Since the performance of localization tasks powered by or assisted by density map is highly dependent upon the quality of estimated density maps, the remainder of this thesis focuses on improving density estimation (evaluated by the most widely used counting performance). Because of the powerful learning capability of deep neural networks, counting performance via density map estimation has improved significantly during the past several years. However, it is still very challenging due to severe occlusion, large scale variations, and perspective distortion.

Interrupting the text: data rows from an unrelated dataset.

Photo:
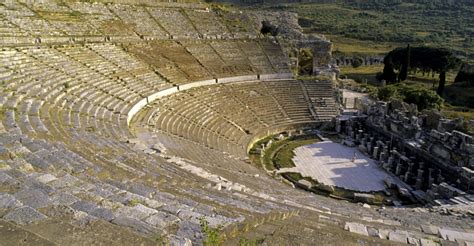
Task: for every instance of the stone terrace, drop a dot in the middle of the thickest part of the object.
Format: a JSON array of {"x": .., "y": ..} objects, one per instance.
[
  {"x": 72, "y": 171},
  {"x": 227, "y": 117}
]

Firstly, we notice that side information such as the camera perspective (e.g., camera angle and height), which gives a clue about the appearance and scale of people, has not been fully utilized in deep learning based counting systems, although such information is useful for counting systems using traditional hand-crafted features. This phenomenon of under utilizing available side information is broadly existent in many computer vision areas, due to lack of methods that can effectively incorporate these 1D information with the 2D image input into the CNN pipeline. In order to incorporate the available side information, we propose an adaptive convolutional neural network (ACNN), where the convolution filter weights adapt to the current scene context via the side information. In particular, we model the filter weights as a low-dimensional manifold within the high-dimensional space of filter weights. The filter weights are generated using a learned "filter manifold" sub-network, whose input is the side information. With the help of side information and adaptive weights, the ACNN can disentangle the variations related to the side information, and extract discriminative features related to the current context (e.g. camera perspective, noise level, blur kernel parameters). We demonstrate the effectiveness of ACNN incorporating side information on 3 tasks: crowd counting, corrupted digit recognition, and image deblurring. Our experiments show that ACNN improves the performance compared to a plain CNN with a similar number of parameters and achieves similar or better than state-of-the-art performance on crowd counting task. Since existing crowd counting datasets do not contain ground-truth side information, we collect a new dataset with the ground-truth camera angle and height as the side information.

Although side information could be very helpful, sometimes it is very difficult or not practical to collect, especially for large scale datasets collected from the Internet. During the ACNN experiments, we find that perspective (indicating the scale of the object) is the most helpful side information. Scale variations (from image to image) coupled with perspective distortion (within one image) result in huge scale changes of the object size, making scale variation one major difficulty preventing good estimation. When side information is not available, scale variations can be effectively handled using image pyramids, but at the cost of more computation. Earlier methods based on convolutional neural networks (CNN) typically did not handle this scale variation explicitly, until Hydra-CNN and MCNN. MCNN uses three columns, each with different filter sizes, to extract features at different scales. In our algorithm, in contrast to using filters of different sizes, we utilize an image pyramid to deal with scale variations. It is more effective and efficient to resize the input fed into the network, as compared to using larger filter sizes. Secondly, we adaptively fuse the predictions from different scales (using adaptively changing per-pixel weights), which makes our method adapt to scale changes within an image. The adaptive fusing is achieved by generating an across-scale attention map, which softly selects a suitable scale for each pixel, followed by a 1x1 convolution. Extensive experiments on three popular datasets show very compelling results.